劇場公開日 2011年9月17日

「いったい誰が信用できるのか?」アンフェア the answer マスター@だんだんさんの映画レビュー(感想・評価)

2.0いったい誰が信用できるのか?

2011年9月24日
PCから投稿
鑑賞方法:映画館

怖い

単純

TVドラマも劇場版(前作)も観たことがないが、オープニングのざっくりした解説で主人公・雪平の置かれた立場はじゅうぶん理解できる。ほかの登場人物も、話の進み具合でレギュラー陣を区別することができるから、この作品が初めてでも何の問題もない。

雪平の素手での格闘能力が低くて意外だったが、万能のスーパーヒロインではなく、生身の人間として描かれた作品だと知る。
ファッションも含め往年の梶芽依子を連想するが、押し殺した台詞と鋭い目つきだけでは、梶芽依子のように爪を隠した女豹のようなキワどさは出ない。
篠原涼子は綺麗になったと思うが、妖艶さがない。悪いヤツにいたぶられても、グッとくる妖しさが不足だ。本来なら、いちばんの見どころなはずだ。ベッドシーンに至っては、佐藤浩市とふたり揃って濡れ場が似合わない。ふたりの関係が重要なだけに、この作品にとって決定的なマイナスだ。

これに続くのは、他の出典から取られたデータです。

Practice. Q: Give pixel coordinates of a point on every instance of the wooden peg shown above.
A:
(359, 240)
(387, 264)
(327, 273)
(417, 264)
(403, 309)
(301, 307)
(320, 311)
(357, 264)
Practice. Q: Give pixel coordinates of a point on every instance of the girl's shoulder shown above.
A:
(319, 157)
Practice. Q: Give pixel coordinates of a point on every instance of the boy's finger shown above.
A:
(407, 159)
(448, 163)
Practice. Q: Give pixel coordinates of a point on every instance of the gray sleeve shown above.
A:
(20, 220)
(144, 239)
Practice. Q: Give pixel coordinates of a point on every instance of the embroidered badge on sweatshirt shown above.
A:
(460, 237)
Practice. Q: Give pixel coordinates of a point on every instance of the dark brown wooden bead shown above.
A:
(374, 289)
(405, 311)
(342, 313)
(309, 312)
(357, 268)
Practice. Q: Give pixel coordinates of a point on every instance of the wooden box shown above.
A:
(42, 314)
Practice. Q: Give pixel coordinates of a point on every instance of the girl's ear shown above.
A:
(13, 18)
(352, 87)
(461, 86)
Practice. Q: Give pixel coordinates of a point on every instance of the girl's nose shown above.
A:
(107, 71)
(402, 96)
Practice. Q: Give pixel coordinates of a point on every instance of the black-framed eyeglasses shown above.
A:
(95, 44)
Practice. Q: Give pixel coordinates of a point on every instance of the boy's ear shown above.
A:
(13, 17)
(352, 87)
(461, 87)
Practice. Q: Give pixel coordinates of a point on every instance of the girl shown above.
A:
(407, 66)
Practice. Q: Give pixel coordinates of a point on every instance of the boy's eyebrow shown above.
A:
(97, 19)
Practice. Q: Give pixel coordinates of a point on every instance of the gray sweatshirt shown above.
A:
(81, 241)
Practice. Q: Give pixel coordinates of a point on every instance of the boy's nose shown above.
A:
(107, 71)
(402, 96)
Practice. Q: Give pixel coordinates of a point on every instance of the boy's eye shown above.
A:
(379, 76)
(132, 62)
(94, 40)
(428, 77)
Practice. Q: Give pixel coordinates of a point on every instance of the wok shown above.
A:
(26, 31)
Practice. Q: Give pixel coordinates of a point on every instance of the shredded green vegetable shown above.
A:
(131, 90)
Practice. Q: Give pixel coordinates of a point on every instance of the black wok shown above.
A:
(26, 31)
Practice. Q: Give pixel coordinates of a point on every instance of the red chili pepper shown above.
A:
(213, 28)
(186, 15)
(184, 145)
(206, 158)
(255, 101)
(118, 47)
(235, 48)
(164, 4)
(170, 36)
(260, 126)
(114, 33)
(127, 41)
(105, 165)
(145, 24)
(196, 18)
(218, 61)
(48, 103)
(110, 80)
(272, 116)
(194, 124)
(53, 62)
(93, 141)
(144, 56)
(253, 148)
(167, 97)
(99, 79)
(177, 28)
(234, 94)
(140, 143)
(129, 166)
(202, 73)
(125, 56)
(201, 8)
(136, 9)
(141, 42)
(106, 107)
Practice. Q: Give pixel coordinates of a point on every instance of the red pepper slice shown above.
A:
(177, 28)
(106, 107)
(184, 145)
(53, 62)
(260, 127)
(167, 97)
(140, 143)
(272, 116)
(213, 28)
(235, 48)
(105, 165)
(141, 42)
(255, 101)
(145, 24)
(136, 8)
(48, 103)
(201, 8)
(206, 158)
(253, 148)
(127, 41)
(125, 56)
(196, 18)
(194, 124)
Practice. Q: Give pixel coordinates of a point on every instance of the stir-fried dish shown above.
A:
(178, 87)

猟奇的な殺人犯の棲み家は、おどろおどろした雰囲気によくできている。
建物の内部構造と照明、目を背けたくなるような小道具の数々、動物の肉片など画面にスキがない。犯人役の役者もよく、この屋敷で何年も暮らしてきたかのように溶け込んでいた。
事件の要になる部分だけに、佐藤嗣麻子監督もしてやったりというところだろう。VFXも使いこなせる監督さんで、今後も楽しみ。

事件の現場写真を見ながら焼き肉を突っつき合う場面は、なかなかにブラックだ。

ラストは、やられっぱなしの雪平が鬱憤を晴らすような小気味よさ。なんの前触れもなく、タンタンターンとことが進む。スマートフォンの使い方がいい。すべてが明るみに出てから、ゆっくりと起こったことの説明を入れる編集もいい。映画ならではの面白さだ。

それにしても、誰も信用できんのか? おっそろしい世界じゃのー。